Mayor Bob Hardey was selected as one of five Louisiana mayors to be featured in an episode of “Small Town Podcast”, an online video project designed to shine the spotlight on the joys and challenges of small towns throughout the US.
The project is being produced in partnership with the Louisiana Municipal Association and sponsored by Louisiana Economic Development.
One of the first things Hardey tells “Small Town Podcast” Interviewer Matt Seale, who happens to be mayor of a small Georgia town, is “Westlake isn’t a small town; it’s a city.”
It has 5,000 or more inhabitants and Westlake is growing. Its boundaries have expanded to include all, rather than half, of the new land-based casino that’s under construction. New affordable homes near the golf course and new clubhouse are being sold as soon as they’re built. An economic development district on the water at the entrance to the new casino is getting the attention of investors.
The growth of small towns was predicted 20 years ago. Leading real estate think tanks predicted a migration from large urban centers to smaller cities and towns as people seek a better and more affordable quality of life. COVID-19 spurred small town growth by demonstrating that not all workers are tethered to a spending 40 or more hours a week in the office to get work done.
Hardey may be quick to point out that Westlake is a city, but he doesn’t pretend to be “citified” or anything he’s not. He was born and raised in Westlake. He came from an industry background.
“I never had to drive more than two-and-a-half miles to any job I’ve ever had,” he said.
When he retired at age 58, he had no intention of becoming mayor.
“The right people asked,” he said.
And he sought the blessing of only one person, his wife Jan Peck Hardey.
“I knew the city was in bad shape,” Hardey said, “but I didn’t know how bad.”
She told him, “Well you are retired. You have seven grandsons and they all live in Westlake. If you know you can straighten it out, why don’t you go straighten it out for them.”
“This isn’t exactly what I had in mind for retirement,” Hardey said. “It’s half the pay with a whole lot more responsibility.”

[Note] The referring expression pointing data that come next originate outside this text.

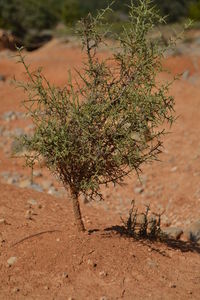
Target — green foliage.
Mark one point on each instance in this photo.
(194, 11)
(113, 120)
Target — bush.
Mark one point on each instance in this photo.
(112, 122)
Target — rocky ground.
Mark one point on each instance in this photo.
(41, 255)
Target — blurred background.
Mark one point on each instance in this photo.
(32, 23)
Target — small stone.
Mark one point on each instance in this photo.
(24, 183)
(91, 263)
(103, 274)
(65, 275)
(36, 187)
(140, 219)
(173, 232)
(37, 173)
(53, 191)
(192, 233)
(32, 202)
(2, 78)
(2, 221)
(11, 260)
(28, 214)
(139, 190)
(174, 169)
(185, 74)
(165, 221)
(46, 184)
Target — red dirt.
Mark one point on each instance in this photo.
(55, 262)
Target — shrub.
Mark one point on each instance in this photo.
(113, 121)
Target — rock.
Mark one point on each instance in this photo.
(46, 184)
(91, 263)
(140, 219)
(24, 183)
(65, 275)
(103, 274)
(37, 173)
(192, 233)
(9, 116)
(173, 232)
(138, 190)
(152, 264)
(53, 191)
(36, 187)
(28, 214)
(174, 169)
(2, 78)
(186, 75)
(165, 221)
(32, 202)
(3, 221)
(172, 285)
(12, 260)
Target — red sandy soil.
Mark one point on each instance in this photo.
(53, 261)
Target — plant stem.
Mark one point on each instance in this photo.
(77, 212)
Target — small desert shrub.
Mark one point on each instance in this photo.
(113, 121)
(142, 225)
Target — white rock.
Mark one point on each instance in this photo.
(12, 260)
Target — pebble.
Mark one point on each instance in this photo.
(173, 232)
(2, 77)
(65, 275)
(192, 233)
(172, 285)
(2, 221)
(103, 274)
(46, 287)
(174, 169)
(139, 190)
(185, 74)
(28, 214)
(24, 183)
(11, 260)
(46, 184)
(91, 263)
(32, 202)
(37, 173)
(36, 187)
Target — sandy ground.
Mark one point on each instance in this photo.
(49, 259)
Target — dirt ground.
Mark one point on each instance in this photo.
(43, 257)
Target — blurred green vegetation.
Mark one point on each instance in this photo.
(27, 19)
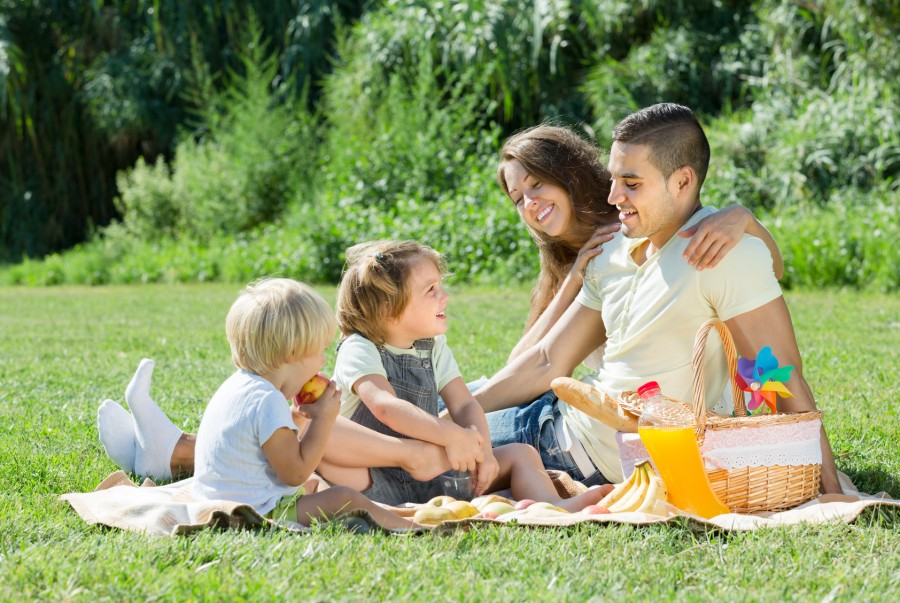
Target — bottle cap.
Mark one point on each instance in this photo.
(647, 387)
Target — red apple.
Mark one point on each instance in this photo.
(312, 390)
(595, 510)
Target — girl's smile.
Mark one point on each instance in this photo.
(425, 313)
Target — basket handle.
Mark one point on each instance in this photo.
(740, 410)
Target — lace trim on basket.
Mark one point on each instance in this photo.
(791, 444)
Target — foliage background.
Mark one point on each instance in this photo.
(157, 140)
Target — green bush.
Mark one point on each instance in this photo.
(256, 148)
(849, 243)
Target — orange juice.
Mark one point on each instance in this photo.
(675, 453)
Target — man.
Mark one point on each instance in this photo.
(646, 303)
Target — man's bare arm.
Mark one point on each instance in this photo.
(578, 332)
(770, 325)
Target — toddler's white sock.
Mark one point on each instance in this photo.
(156, 435)
(117, 435)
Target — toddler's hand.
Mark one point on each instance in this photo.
(465, 449)
(488, 470)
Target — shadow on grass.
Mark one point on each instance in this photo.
(873, 480)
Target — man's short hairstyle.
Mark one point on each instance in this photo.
(277, 319)
(675, 137)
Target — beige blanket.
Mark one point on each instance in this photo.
(169, 510)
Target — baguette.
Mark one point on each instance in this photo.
(594, 403)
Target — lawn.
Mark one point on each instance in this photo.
(64, 350)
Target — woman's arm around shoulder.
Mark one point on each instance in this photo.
(714, 236)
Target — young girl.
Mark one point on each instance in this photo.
(392, 364)
(247, 447)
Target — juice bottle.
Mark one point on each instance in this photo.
(673, 447)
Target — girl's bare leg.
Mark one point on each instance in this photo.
(522, 471)
(353, 446)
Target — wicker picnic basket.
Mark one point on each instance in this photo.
(748, 489)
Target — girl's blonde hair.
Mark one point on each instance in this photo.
(274, 320)
(375, 285)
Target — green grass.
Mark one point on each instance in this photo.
(66, 349)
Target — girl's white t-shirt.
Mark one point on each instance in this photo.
(229, 462)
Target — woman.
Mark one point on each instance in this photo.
(559, 186)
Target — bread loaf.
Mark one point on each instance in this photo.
(594, 403)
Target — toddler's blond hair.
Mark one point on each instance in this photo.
(375, 285)
(277, 319)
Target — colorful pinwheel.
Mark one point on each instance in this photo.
(764, 379)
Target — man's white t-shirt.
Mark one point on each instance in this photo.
(358, 357)
(652, 313)
(229, 462)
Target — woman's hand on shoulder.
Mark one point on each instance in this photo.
(715, 235)
(592, 248)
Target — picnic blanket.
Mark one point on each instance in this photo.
(170, 510)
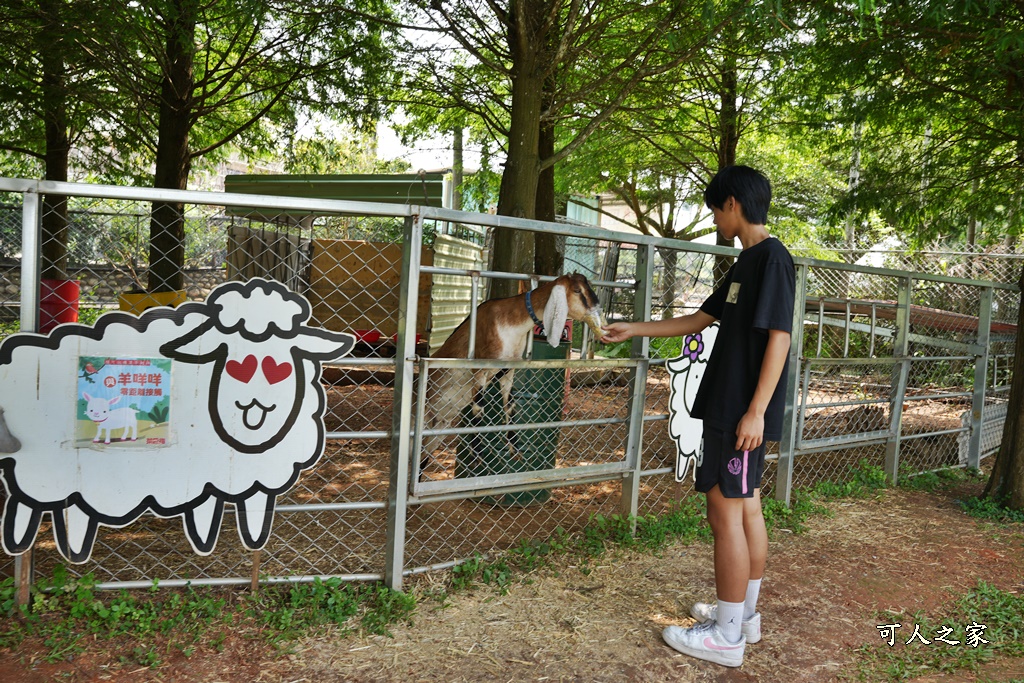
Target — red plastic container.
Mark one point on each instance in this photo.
(57, 302)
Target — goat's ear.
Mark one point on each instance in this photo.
(555, 314)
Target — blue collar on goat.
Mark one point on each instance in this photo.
(529, 309)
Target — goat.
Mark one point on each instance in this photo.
(503, 328)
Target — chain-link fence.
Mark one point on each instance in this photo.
(904, 370)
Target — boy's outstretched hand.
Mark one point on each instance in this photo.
(616, 332)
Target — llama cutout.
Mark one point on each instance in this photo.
(687, 371)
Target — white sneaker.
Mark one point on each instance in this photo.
(751, 628)
(705, 641)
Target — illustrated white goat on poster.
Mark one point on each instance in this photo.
(687, 371)
(242, 418)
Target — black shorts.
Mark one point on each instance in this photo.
(737, 473)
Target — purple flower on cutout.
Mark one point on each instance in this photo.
(692, 347)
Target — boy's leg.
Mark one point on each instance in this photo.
(721, 641)
(757, 548)
(732, 557)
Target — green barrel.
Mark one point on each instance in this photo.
(538, 395)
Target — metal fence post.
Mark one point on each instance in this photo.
(31, 250)
(401, 418)
(794, 402)
(980, 377)
(901, 346)
(638, 383)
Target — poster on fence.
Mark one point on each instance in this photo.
(123, 402)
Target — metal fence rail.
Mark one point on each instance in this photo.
(906, 371)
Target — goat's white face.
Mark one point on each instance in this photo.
(583, 304)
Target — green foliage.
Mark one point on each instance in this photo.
(1000, 612)
(860, 481)
(67, 612)
(292, 611)
(937, 480)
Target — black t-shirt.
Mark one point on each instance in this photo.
(757, 296)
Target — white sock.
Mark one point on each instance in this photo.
(730, 615)
(751, 603)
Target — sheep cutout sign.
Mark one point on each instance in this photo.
(240, 415)
(687, 371)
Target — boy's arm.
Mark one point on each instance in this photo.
(673, 327)
(751, 430)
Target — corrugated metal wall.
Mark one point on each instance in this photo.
(452, 294)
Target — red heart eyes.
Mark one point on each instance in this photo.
(273, 372)
(245, 370)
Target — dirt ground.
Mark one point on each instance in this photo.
(823, 592)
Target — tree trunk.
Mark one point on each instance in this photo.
(727, 142)
(173, 161)
(54, 218)
(1007, 481)
(549, 256)
(458, 168)
(670, 258)
(517, 196)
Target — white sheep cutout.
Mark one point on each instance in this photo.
(687, 371)
(108, 420)
(246, 417)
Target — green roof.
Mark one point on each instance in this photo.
(421, 189)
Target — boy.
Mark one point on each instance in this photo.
(740, 400)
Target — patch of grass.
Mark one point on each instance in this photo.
(861, 480)
(67, 613)
(938, 480)
(686, 522)
(984, 613)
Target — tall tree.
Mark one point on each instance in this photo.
(554, 60)
(50, 95)
(205, 74)
(937, 89)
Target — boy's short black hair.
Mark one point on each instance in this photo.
(748, 185)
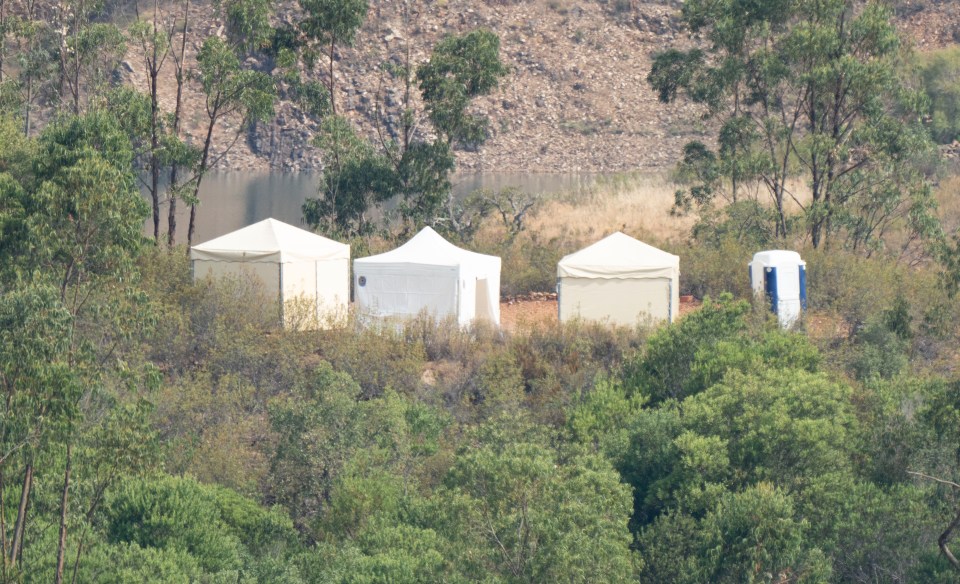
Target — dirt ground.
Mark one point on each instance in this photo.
(526, 313)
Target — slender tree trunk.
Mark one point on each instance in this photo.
(202, 170)
(333, 106)
(154, 159)
(61, 28)
(3, 531)
(27, 103)
(20, 524)
(174, 169)
(64, 500)
(3, 35)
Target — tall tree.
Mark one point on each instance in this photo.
(77, 217)
(231, 92)
(405, 162)
(154, 42)
(333, 22)
(804, 89)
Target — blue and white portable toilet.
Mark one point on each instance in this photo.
(781, 277)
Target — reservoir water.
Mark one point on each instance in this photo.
(231, 200)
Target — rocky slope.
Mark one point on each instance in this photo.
(575, 100)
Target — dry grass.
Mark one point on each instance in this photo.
(637, 204)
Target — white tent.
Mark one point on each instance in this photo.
(781, 276)
(621, 280)
(300, 268)
(430, 274)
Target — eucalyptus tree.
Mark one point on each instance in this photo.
(406, 162)
(72, 221)
(233, 93)
(804, 89)
(154, 42)
(333, 22)
(89, 51)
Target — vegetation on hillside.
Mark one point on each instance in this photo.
(157, 429)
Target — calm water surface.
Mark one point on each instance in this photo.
(231, 200)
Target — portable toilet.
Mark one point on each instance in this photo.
(781, 277)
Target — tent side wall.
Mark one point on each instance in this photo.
(333, 289)
(267, 274)
(621, 301)
(405, 290)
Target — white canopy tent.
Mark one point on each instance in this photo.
(621, 280)
(430, 274)
(299, 268)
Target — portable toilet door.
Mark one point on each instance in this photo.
(781, 277)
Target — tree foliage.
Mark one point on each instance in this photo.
(804, 89)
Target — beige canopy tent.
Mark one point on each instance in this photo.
(309, 274)
(428, 274)
(620, 280)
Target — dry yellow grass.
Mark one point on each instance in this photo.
(948, 199)
(637, 204)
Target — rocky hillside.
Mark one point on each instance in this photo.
(576, 97)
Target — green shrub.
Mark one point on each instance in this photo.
(665, 369)
(172, 513)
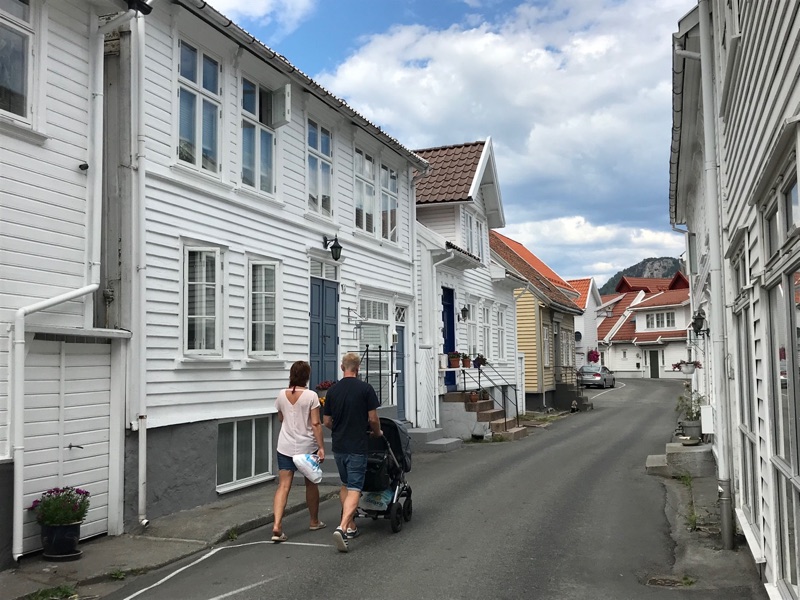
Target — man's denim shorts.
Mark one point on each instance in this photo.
(352, 469)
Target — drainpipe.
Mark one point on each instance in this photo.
(715, 273)
(17, 402)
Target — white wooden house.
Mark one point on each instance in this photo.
(733, 187)
(466, 298)
(172, 193)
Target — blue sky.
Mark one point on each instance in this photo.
(575, 94)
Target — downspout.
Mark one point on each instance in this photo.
(715, 274)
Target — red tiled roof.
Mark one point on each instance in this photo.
(452, 171)
(534, 261)
(617, 310)
(645, 284)
(523, 260)
(582, 286)
(667, 298)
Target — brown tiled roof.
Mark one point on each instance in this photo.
(668, 298)
(582, 286)
(645, 284)
(451, 174)
(524, 261)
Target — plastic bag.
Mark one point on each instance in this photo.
(308, 465)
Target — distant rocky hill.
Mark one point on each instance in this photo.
(650, 267)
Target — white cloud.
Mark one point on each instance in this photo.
(576, 95)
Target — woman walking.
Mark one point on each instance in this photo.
(301, 433)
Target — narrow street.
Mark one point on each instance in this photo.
(566, 513)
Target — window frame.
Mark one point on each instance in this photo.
(254, 478)
(217, 350)
(262, 125)
(317, 153)
(276, 323)
(27, 29)
(202, 95)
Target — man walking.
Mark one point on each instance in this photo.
(351, 409)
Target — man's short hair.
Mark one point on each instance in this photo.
(351, 362)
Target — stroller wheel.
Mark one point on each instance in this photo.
(396, 516)
(408, 509)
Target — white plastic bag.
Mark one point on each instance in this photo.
(308, 465)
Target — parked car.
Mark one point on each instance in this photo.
(596, 375)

Sixty percent of the city’s debt has been paid off in six years and the remaining debt refinanced to an even lower interest rate. The city will pay off the reminder in five years.
“We’ve come a long way in six years,” Hardey said. “After a legislator audit, they were about to shut us down. We were three-quarter of a million upside down.”
Hardey is hands-on and relies heavily on “his team.” He says the city’s successes are a credit to department heads, city council members and accountant Jerry Milner.
Current Westlake City Council Members are “Skeeter” Hays, Jeremy Cryer, Dan Racca and Kenny Brown.
He also credits Westlake residents who understand the necessity to make tough decisions when those decisions are communicated clearly.
Will he run again?
“I’d like to see the job through to the end,” Hardey said. “But when Ms. Jan says I’m done, I’m done,” he said.
So far, she hasn’t said he can’t run again.